Where I spoke of a Jewish Lobby influencing
the media and politics and hence, indirectly, your gentile peers, you now speak of brainwashing. If I explicitly say that the influence of the Jewish Lobby would not have worked as it did in the absence of other cultural and historical factors that allowed it to work, you recast my position as saying that the Jewish Lobby explains everything about the attitudes of your gentile peers to Israel-Palestine. I mean, I say the Lobby is not the only reason, and then you say that I say that it is the only reason. A bit frustrating, from my point of view.
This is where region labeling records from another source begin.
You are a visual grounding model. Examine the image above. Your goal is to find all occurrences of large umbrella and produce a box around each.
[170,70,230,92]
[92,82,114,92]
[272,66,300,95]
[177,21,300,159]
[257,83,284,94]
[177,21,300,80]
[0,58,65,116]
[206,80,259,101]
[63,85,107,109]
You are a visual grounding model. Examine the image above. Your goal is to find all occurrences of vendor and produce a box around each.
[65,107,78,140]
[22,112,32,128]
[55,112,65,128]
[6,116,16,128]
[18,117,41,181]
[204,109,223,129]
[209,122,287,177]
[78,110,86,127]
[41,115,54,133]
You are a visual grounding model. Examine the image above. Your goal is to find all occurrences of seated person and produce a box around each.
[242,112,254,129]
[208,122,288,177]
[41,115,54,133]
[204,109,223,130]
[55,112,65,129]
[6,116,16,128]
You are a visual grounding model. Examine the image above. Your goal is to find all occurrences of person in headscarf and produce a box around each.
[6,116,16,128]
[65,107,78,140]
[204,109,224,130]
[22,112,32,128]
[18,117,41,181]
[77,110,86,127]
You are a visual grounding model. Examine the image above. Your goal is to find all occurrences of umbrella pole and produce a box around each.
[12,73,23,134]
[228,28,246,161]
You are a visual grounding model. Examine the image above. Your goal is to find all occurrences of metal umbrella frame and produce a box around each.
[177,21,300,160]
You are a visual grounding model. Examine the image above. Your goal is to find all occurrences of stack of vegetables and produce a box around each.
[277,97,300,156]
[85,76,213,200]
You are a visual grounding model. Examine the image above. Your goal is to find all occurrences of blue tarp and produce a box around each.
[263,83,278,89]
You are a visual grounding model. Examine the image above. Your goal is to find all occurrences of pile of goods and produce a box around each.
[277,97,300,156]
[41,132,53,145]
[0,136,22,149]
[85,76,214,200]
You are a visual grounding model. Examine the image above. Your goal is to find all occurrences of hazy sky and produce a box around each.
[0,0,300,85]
I think that the specifically Jewish Lobby is crucial to understanding the special relationship that has developed between the US and Israel. It is of crucial and critical importance. It does not explain everything. I do not think it is remotely possible to understand the US-Israel relationship without paying due attention to the Jewish Lobby's influence in electoral politics, on the federal bureaucracy, and in the media. The entire question is how much of the relationship it explains. How about 51%?
On the more general issue of our different approaches and stances to politics generally, I regard myself as an empiricist and a pragmatist, just as you regard yourself. If slamming the rich for wanting to abolish the estate tax turns out to be counter-productive, I'll abandon the slamming. But liars are liars. When someone is lying, is it demonizing them to point out that they are lying? I'm not wedded to intemperate rhetoric because it makes me feel good, although in the context of a board like this I do like to vent. In any case, I am not a politician, I am a citizen and amateur polemicist. If you think that your gently, gently, hypermoderate and sensible approach always gets the results you want, or that no other approach could produce results that are equally good or better, that's your thing. I'm not going to pretend that I know what to do in the face of the recalcitrant fact that people tend to be both selfish and stupid at least 51% of the time.
I really wish that you would try to find a Friedman quote that antedates the W&M article and that tends to demonstrate, to your mind, that Friedman was unaffected by W&M when writing his recent column about American-Israel relations.